During those weeks while Shirley was in rehab, Lisa and I would open boxes, break them down and dispose of them and find an appropriate place within the new apartment to place or store them. My mother-in-law had her life packed away in well over 100 boxes. Our goal was for her to return to a home that was in move-in condition.
Sam Cohen never talked much about his WWII service. I would ask him from time to time to let me interview him about his experiences. He had seen so much that he just didn’t want to “go back there ever again.”
A few years before the stroke would take him from us, my wife and her mother decided to go shopping together. Sam stayed at home with me, and we’d planned to watch a game on TV. Instead of switching on the TV, I was focused with the knowledge that Memorial Day was coming up. I wanted to know what Sam knew, what he saw and held closely inside to himself. I figured I’d give it a try and without our wives around I asked him to at least tell me what Memorial Day meant to him.
He didn’t share a great deal. But what he did tell me over and over again was that he “left” a lot of friends behind, meaning they were dead or missing in action. This is why he didn’t even want to mentally revisit France. Sam would end up giving me a scrapbook he put together during the war complete with newspaper clippings in both English and French, a ration book and photos of the hospital his infantry group had taken back from the Nazis and a military-issue siddur he used for davening. As a kohen, he took it upon himself to be as active as possible in Jewish military life as long as the war kept him in France.
By the end of last week, my wife and I had opened more than our share of boxes, took layers and layers of cardboard and paper to the recycling dumpster and tried to put Shirley’s home back together as best as possible.
My mother-in-law came home from rehab last weekend. Before she came home, we did the last touches; we put food in the fridge, vacuumed and even taped her name to the front door.

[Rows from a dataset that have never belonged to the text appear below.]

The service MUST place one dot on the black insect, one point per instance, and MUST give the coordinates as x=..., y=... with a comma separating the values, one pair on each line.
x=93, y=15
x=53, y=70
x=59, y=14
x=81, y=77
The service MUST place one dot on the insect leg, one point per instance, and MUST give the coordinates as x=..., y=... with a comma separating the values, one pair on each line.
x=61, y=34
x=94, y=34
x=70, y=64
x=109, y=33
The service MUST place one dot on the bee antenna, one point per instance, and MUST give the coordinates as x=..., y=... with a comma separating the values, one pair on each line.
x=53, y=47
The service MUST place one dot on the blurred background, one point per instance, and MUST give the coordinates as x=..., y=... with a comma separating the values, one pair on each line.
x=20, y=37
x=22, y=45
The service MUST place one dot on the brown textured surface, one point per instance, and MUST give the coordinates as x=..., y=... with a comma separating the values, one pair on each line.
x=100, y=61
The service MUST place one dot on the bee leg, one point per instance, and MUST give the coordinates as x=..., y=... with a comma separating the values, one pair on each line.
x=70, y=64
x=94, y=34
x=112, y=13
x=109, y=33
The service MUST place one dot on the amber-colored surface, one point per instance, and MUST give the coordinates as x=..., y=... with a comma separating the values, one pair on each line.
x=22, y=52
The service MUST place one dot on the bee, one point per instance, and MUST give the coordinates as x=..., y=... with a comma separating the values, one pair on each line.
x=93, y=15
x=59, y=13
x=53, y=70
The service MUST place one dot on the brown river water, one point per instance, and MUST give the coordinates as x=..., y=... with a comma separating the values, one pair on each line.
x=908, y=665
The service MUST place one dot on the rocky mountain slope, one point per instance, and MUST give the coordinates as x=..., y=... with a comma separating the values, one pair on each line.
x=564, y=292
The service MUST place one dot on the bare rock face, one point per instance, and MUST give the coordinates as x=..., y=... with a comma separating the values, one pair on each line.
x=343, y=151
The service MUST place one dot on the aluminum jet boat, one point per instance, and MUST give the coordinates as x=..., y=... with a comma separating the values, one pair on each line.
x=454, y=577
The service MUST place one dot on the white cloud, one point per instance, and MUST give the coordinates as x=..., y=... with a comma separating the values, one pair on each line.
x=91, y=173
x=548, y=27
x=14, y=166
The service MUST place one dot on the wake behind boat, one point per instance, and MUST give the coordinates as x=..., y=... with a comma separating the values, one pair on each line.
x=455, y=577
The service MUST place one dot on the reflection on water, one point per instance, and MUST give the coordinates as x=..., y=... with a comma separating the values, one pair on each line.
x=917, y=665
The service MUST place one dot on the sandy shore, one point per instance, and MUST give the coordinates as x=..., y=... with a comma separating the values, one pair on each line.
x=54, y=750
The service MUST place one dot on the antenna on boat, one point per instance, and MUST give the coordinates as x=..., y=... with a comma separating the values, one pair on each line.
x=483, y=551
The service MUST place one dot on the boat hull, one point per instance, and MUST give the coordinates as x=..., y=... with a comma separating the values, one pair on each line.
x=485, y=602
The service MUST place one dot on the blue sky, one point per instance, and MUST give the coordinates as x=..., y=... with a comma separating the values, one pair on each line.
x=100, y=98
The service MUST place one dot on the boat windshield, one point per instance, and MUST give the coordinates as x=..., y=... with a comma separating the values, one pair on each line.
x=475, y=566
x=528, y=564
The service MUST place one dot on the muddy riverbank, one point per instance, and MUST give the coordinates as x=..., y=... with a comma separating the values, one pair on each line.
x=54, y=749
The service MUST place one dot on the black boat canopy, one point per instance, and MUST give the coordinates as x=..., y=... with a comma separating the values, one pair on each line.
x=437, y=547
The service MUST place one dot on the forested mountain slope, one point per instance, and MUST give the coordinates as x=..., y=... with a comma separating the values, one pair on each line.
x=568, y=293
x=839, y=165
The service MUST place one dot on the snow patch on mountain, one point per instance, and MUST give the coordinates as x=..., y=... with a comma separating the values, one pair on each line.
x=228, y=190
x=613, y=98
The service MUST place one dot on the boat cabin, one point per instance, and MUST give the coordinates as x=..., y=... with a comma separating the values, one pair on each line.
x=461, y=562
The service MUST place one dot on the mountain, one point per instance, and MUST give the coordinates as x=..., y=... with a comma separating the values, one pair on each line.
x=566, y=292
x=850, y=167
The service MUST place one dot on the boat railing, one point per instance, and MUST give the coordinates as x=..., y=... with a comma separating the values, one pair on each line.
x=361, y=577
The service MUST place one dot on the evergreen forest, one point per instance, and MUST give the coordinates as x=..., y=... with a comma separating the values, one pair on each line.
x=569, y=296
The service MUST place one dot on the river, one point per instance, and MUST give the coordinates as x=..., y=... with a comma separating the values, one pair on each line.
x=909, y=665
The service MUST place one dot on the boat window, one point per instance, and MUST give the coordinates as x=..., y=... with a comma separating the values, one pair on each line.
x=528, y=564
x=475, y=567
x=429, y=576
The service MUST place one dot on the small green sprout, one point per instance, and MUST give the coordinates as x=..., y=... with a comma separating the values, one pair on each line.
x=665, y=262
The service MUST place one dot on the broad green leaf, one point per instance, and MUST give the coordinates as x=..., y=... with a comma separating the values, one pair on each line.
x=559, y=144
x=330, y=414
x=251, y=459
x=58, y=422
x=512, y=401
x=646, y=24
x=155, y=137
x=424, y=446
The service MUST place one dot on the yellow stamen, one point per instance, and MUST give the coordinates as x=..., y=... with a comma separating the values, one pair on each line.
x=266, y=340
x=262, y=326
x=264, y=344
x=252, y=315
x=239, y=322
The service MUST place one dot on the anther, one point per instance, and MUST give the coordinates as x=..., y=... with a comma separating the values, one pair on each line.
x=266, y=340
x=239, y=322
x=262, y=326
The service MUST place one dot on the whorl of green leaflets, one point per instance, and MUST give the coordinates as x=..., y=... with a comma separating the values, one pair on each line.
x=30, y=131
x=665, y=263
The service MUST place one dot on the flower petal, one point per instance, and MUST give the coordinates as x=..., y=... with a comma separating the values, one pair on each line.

We decided we had time to open a couple more boxes before we had to get home for Shabbos.
In one box we found a dried floral arrangement, and in another we found family pictures and other artwork.
There was one last box my wife opened. In it, triple wrapped in newsprint, was a wooden pyramid-shaped box. She removed the paper to find the folded American flag given to my mother-in-law on the day of Sam’s funeral some 12 years ago.
It stopped us in our tracks. We took it and placed it on top of the cabinet it had sat on in Shirley’s former home.
Our unpacking, I felt, was completed.
It happened during the days leading to Memorial Day, bringing back memories of Sam Cohen, my father-in-law, my friend, my confidant, the man who to this day set such a high bar on how a husband should love and respect his wife. For almost 40 years of marriage to his oldest daughter, Lisa, I still hope that Sam is proud of me and I take my relationship with him as seriously today as the day he and Shirley walked Lisa down the aisle to me under the chuppah.
May your Memorial Day give you pause to remember those whom you love, whether they are still with you today or if they are loved ones or comrades in arms who, as Sam put, were left behind, paying the ultimate price.